American Jews have always had a love affair with the stories of Jewish athletes. Sandy Koufax’s refusal to pitch on Yom Kippur is probably the best known and most beloved example. Now here comes Jewish High Holiday season, just in time for baseball’s penant races to heat up.
To play or pray?
That is the question that Jewish athletes
are asking themselves are being asked by the media when key games fall out on key holy days. And in both media examples I’ve seen this year, playing has beat out praying–though in both cases, the question seemed more a media creation than a real one.

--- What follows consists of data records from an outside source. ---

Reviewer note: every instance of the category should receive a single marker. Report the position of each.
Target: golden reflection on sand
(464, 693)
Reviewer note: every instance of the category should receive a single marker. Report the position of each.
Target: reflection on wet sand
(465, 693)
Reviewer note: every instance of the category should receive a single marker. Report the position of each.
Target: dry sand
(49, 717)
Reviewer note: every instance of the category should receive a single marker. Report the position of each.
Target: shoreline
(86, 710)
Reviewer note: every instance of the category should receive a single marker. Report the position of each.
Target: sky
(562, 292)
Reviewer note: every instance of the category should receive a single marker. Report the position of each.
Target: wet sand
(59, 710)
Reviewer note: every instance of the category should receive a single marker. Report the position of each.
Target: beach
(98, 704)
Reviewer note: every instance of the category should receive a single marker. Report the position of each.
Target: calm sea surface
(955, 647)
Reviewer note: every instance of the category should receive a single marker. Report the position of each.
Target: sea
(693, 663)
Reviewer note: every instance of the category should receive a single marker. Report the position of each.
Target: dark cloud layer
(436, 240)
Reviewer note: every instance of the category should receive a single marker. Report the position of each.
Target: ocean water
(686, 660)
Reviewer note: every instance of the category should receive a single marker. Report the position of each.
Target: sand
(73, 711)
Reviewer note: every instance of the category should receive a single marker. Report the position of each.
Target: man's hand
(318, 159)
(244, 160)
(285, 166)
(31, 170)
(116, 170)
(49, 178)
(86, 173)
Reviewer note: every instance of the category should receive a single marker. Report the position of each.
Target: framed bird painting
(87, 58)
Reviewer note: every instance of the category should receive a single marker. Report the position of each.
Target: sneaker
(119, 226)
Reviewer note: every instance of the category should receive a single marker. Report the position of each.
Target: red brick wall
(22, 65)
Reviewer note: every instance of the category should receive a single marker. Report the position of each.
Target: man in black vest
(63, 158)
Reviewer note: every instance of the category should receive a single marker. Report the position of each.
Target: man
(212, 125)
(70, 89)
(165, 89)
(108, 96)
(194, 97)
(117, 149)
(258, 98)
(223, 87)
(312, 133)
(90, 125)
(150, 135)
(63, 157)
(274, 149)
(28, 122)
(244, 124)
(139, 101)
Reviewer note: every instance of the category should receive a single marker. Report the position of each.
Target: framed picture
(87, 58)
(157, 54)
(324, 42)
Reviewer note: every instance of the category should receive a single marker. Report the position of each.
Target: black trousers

First was the Mets’ Shawn Green, perhaps the best-known Jewish major-leaguer today. The morning of the first day of Rosh Hashanah, the Jewish New Year, the New York Times inserted the following random paragraph into its recap of the previous night’s Mets victory:
After the game, Green, who is Jewish, said the victory was not extra special because it came on Rosh Hashanah, the Jewish New Year. “It’s not even a factor,” he said.
Special or not–and holiday or not–Green had the winning hit in the game. Read into that what you will.
And then today, I saw this headline on FanNation.com: “Brewer to Play during Yom Kippur.” It was a summary of a Milwaukee Sentinal-Journal article:
Brewers third baseman Ryan Braun said he would play during the Jewish holy day Yom Kippur this weekend in Atlanta. Braun’s father is Jewish, but his mother is a Catholic and said he had not observed that holy day in the past. Yom Kippur begins at sundown Friday and continues to sundown Saturday, and Jews are supposed to fast during that period, including drinking no water. The Brewers play a night game Friday and an afternoon game Saturday against the Braves.
We’ll see if he has the same success Green did, though purists would point out that with a non-Jewish mother, Braun is not actually Jewish according to traditional Jewish law, unless he formally converted–which, if he’s never commemorated Yom Kippur, one presumes he didn’t.
Personally, I share my fellow Jews’ obsession with Jews playing pro ball and am fascinated to read about them struggling with the same conflicts and personal decisions so many of us face. But in these two cases, it sounds like Green and Braun didn’t do much struggling or active deciding; they did what they do, which is play baseball. And that’s fine. I certainly wouldn’t want my every faith-focused decision broadcast to the world.